Ohio Children's Hospitals Working To Identify Child Abuse Sooner

Jun 6, 2018
Originally published on June 5, 2018 8:58 am

Ohio Attorney General Mike DeWine is working with the state's hospital to expand a collaboration intended to reduce repeat incidents of child abuse in infants.

The Timely Recognition of Abusive Injuries Collaborative, a partnership with the Ohio Hospital Association, hopes to prevent repeat child abuse in babies up to six months old. The partnership also wants to increase the recognition of sentinel injuries, which are minor injuries that should tip off a medical provider that a child is being abused.

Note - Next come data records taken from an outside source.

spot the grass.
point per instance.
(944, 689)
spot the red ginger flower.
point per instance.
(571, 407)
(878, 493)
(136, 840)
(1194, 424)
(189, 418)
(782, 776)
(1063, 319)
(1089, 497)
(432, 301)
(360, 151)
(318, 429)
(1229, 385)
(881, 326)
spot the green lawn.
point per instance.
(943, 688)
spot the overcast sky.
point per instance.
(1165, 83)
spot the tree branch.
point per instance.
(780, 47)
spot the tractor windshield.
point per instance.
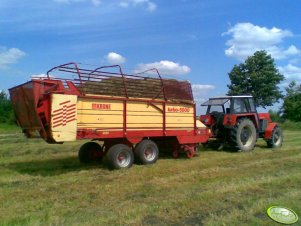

“Before we started this work, we recognized that 1.5 percent of children with a sentinel injury came back within a year with a second injury,” said Dr. Jonathon Thackeray, Chief Medical Community Health Officer at Dayton Children's Hospital. “Today we can tell you we've quadrupled that identification rate. We're now recognizing that over 6 percent of infants with sentinel injury are returning with a second injury.”

Thackeray says abuse is not increasing in Ohio, but rather than medical providers are getting better at identifying it.

“We've increased our identification of sentinel injuries from 60 per month in our baseline year to 90 per month,” Thackeray says. “That's an increase of 50 percent across the state.”

In 2016, member hospitals collaborated to create a “bundle” within hospitals that details necessary physical examination and follow-up after identifying a sentinel injury. Now, the project is spreading abuse recognition education to eight pediatric practices in Ohio.

“In so many of these cases of child abuse, when you went back and tried to recreate the history, what you found is there were indicators of child abuse that were not noticed,” DeWine says. “It has been my dream for many years to see a much closer working relationship with children's hospitals. I think this can be great benefit first of all to the children and second of all to the parents and family members."

DeWine funded the project with a $1 million grant from settlement funds to Ohio Children’s Hospital Assocation in 2015.